Nel campo dell’industria alimentare gli enzimi sono largamente utilizzati in numerose applicazioni. Ad esempio le alfa-amilasi sono utilizzate per la loro proprietà di idrolizzare i legami α-1,4 glicosidici dei polisaccaridi e usate per convertire l’amido in sciroppi di glucosio e fruttosio.

L’enzima β-galattosidasi ottenuta da numerosi sistemi biologici tra cui piante, animali e microrganismi catalizza l’idrolisi di soluzioni di siero di latte contenenti il lattosio. L’inulina, fibra alimentare solubile naturalmente contenuta in diversi tipi di frutta e verdura, grazie all’azione dell’enzima inulinasi ottenuto dall’Aspergillus niger dà luogo alla formazione di fruttosio.

Chitosano
Chitosano

Le cellulasi sono enzimi che agiscono sulla cellulosa polimerica e idrolizzano i legami β-1,4 per liberare unità di glucosio. Altri esempi di idrolisi enzimatica includono l’idrolisi delle proteine ​​del latte dei mammiferi per la produzione di peptidi, l’idrolisi del lattosio per la delattosazione del latte, dell’oleuropeina, principale polifenolo presente nelle foglie e nei frutti dell’olivo per la produzione di glucosio.

Altri esempi sono l’idrolisi del chitosano prodotto alcalino deacetilato della chitina, derivato dall’esoscheletro di crostacei, insetti e pareti cellulari fungine per la produzione di chito-oligosaccaridi e della pectina per la produzione di acido d-galatturonico

Conversione dei rifiuti cellulosici

biomassa
biomassa

Grazie al processo di saccarificazione della biomassa proveniente da scarti agricoli o rifiuti solidi urbani si possono ottenere zuccheri fermentabili da cui si può ottenere bioetanolo. La produzione di bioetanolo, che è tra i biocarburanti il più prodotto al mondo, utilizzando biomassa cellulosica, offre emissioni di gas serra quasi nulle oltre a non intaccare le riserve di petrolio.
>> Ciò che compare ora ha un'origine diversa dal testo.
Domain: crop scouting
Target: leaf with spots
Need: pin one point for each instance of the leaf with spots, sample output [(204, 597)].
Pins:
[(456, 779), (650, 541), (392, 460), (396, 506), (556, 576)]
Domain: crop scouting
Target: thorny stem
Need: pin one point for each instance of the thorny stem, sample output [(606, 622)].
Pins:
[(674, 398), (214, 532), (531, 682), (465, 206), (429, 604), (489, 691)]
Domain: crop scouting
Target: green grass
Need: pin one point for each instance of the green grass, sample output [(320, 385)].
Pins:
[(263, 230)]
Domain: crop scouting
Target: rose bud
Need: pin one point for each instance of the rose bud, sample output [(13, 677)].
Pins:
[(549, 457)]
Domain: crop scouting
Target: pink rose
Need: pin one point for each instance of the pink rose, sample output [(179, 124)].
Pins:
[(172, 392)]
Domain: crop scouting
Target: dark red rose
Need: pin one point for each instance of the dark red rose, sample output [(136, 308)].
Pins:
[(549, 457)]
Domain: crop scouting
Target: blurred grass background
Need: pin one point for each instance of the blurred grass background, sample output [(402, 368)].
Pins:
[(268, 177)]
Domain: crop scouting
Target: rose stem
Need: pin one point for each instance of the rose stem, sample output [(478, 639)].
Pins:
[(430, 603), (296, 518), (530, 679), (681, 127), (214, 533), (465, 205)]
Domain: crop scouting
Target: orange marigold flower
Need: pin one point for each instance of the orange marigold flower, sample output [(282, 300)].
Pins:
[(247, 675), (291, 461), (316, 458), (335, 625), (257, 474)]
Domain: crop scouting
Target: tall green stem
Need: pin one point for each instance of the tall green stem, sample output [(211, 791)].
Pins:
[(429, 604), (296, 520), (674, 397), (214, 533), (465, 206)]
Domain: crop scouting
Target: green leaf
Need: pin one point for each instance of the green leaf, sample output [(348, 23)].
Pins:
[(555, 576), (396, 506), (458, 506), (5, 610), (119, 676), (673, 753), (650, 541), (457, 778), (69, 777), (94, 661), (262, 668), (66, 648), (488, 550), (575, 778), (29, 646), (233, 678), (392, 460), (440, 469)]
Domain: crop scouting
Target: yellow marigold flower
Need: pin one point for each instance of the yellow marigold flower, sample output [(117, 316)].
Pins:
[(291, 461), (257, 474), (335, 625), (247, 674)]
Sebbene il bioetanolo di prima generazione era prodotto utilizzando grano, mais o canna da zucchero, per evitare di utilizzare fonti alimentari, quello di seconda generazione utilizza materiali lignocellulosici come, ad esempio, residui forestali o agricoli.

Il primo passo del percorso di conversione tramite saccarificazione prevede la conversione biochimica del materiale lignocellulosico nei loro costituenti monomerici attraverso una fase di idrolisi enzimatica, con formazione di zucchero fermentabile.

Recenti preparazioni commerciali di cellulasi hanno dimostrato di essere efficaci nell’idrolizzare la cellulosa sebbene il loro alto costo rimane ancora un ostacolo significativo alla produzione economica di etanolo dalla biomassa lignocellulosica.